He revealed that in Compare The Market’s research last month, 18 per cent of Australians surveyed admitted to having Buy Now, Pay Later debts, equating to around one in five people.
“These services have become increasingly popular because they’re relatively easy to access and they allow people to make purchases instantly and worry about the debt later,” Ford said.
“The problem mounts if they are accessed by people who are in vulnerable situations, which
could cause their debt to spiral further and lead to further financial hardship
“There always needs to be transparency about the potential impacts these services can have if they aren’t used correctly.”
He explained that these apps can negatively impact a person’s credit score and hinder their chances of being approved for a home loan down the line.
“Credit scores are a primary factor lenders take into account when people apply for a home
loan,” he said.
“This is because they represent your creditworthiness, and lenders will assess a range of
factors – including any debts or credits you have. This can include Buy Now, Pay Later
services.
“Lenders can look at where your credit score sits and immediately gain an idea of the
amount of risk they’d be taking on by approving you for a loan.

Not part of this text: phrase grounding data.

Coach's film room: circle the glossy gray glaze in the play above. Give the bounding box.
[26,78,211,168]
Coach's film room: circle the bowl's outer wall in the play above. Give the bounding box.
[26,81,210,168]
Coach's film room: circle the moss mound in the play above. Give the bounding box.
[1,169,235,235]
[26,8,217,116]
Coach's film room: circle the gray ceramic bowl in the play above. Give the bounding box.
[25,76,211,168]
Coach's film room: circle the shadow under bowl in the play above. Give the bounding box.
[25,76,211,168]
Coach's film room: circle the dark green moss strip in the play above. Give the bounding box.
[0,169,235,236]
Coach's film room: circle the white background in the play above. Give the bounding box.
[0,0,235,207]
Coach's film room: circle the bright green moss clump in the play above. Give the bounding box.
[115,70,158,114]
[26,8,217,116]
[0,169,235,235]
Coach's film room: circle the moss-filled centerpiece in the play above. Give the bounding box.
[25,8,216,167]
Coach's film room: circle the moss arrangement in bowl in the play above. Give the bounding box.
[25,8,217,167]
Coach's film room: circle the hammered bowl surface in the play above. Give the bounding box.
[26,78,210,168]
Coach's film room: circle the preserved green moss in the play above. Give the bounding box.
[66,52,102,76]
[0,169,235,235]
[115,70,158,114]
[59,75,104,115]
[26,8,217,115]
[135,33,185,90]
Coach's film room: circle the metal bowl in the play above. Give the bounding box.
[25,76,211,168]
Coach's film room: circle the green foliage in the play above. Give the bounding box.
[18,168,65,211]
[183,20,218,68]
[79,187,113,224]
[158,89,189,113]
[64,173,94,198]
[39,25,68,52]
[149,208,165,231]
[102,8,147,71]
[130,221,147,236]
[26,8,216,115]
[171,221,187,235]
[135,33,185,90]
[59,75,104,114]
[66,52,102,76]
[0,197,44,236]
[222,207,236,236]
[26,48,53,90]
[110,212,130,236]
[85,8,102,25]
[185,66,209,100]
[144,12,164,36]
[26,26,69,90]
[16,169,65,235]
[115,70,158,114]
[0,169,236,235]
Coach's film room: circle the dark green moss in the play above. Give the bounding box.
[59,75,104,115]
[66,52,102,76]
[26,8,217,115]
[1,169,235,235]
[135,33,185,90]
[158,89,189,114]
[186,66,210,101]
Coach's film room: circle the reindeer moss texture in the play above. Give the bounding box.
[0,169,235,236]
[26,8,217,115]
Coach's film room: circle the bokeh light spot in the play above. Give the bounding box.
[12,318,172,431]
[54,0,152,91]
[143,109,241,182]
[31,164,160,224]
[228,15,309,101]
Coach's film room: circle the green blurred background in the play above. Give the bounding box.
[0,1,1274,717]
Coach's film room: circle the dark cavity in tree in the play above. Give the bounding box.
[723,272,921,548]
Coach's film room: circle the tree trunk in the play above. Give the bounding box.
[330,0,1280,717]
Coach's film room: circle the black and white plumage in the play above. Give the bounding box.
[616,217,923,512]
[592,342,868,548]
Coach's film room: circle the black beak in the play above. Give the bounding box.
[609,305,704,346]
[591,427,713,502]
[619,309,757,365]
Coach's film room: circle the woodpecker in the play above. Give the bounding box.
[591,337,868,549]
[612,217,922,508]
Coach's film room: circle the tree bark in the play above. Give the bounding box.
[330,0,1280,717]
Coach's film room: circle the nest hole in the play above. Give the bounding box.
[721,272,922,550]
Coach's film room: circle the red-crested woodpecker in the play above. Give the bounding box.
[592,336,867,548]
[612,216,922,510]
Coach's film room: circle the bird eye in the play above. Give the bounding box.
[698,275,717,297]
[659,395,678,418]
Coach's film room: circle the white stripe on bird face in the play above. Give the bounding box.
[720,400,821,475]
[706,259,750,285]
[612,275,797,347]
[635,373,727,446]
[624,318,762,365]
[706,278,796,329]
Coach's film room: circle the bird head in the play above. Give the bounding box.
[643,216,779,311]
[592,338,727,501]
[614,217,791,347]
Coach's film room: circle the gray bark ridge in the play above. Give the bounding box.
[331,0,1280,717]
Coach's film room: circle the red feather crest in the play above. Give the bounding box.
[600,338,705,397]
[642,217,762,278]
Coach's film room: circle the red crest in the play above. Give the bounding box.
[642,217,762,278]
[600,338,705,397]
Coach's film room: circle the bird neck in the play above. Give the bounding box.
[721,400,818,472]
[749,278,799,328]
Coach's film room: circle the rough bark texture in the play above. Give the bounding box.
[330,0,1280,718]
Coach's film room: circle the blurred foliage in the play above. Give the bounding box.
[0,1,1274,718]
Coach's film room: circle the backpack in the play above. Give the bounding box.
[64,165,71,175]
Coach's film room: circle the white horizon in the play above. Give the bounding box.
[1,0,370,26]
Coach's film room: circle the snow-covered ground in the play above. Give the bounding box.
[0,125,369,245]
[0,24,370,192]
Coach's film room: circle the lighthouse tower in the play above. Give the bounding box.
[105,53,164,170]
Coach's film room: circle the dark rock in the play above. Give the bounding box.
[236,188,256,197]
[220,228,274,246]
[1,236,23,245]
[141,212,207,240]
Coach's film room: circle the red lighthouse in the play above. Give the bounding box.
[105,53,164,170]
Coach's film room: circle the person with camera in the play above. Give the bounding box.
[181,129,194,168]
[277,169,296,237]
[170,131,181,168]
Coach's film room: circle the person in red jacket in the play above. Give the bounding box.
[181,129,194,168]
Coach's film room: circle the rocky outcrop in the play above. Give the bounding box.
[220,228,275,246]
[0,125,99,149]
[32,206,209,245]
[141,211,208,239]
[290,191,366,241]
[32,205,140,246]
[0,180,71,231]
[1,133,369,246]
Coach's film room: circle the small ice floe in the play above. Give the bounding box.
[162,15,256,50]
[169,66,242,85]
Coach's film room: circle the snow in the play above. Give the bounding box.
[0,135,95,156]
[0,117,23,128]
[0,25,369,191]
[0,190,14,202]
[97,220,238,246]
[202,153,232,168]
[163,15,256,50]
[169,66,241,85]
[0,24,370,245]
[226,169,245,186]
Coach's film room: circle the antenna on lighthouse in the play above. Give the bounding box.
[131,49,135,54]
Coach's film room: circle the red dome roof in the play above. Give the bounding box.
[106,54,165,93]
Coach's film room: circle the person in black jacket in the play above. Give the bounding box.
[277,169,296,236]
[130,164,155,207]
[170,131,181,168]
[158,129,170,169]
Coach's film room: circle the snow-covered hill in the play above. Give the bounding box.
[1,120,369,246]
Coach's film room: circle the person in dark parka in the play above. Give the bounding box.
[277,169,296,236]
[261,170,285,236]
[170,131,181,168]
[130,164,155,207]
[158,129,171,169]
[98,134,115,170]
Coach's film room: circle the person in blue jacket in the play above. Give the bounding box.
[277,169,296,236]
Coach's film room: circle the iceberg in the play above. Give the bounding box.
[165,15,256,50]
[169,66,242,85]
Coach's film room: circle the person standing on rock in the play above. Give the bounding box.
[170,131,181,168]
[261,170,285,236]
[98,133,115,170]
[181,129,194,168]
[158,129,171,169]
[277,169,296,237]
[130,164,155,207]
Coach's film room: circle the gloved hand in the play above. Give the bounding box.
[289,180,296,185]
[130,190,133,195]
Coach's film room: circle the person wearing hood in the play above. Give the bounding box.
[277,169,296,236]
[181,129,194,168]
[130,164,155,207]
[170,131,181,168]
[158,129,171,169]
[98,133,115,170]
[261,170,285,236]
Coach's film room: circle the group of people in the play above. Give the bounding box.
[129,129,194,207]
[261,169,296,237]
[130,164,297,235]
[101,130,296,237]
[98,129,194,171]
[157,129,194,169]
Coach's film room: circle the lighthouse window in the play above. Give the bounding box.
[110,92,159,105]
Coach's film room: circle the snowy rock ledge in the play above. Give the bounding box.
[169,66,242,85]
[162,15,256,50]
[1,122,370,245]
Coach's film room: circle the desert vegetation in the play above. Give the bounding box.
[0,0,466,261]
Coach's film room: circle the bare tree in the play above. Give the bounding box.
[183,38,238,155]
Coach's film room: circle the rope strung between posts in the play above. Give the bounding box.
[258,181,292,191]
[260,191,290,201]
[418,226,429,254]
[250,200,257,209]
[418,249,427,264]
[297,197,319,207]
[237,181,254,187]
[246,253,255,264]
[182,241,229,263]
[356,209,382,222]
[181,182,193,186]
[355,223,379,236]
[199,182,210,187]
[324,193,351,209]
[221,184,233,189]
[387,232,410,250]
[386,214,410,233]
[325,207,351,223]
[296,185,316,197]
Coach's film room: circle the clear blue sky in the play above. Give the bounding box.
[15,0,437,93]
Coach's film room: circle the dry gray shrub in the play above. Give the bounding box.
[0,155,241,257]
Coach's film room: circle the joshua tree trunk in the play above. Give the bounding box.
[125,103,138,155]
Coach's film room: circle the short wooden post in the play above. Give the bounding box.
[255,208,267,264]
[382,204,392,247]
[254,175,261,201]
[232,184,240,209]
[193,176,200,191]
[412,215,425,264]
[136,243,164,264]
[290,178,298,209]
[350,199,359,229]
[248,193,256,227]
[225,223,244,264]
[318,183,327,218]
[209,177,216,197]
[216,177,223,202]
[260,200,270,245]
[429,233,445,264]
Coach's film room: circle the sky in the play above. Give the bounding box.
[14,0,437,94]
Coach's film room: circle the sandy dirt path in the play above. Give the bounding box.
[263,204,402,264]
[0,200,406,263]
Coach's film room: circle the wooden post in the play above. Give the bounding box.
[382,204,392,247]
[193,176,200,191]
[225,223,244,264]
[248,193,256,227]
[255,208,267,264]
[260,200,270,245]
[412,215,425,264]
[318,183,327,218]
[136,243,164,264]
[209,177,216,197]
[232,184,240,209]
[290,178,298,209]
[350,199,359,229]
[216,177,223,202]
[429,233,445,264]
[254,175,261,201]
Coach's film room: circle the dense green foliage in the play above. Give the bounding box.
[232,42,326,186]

“If you’re someone who’s taken out a lot of different loans or lines of credit, it will likely show up on your credit report.
“Similarly, if you struggle to keep on top of these payments, it can be a red flag for lenders.”
However, Ford explained that using these apps does not mean it will always be impossible to get a loan in the future.
“People who use these apps won’t necessarily have a black mark against their name,” he said.
“If you are diligent and make your repayments on time, you can use them without having to worry about hurting your chances of securing a loan in future.
“But, if in doubt, always talk to a financial adviser about anything lenders will look out for if
you’re planning on taking out a loan in the near future.”
Ford also highlighted the importance of not relying on these types of apps for everyday purchases.
“We know that some Australians are relying on Buy Now Pay Later schemes or using their
credit cards to cover everyday costs, which is never normally a good idea,” he said.
“We need to protect vulnerable members of our community, but also give them access to the essentials without having to spiral into debt.
“If you find yourself falling behind on your home loan repayments, rent or other bills, try not to rely on these services to catch up
“Instead, see what types of repayment options are available from your lender, insurer or retailer first.”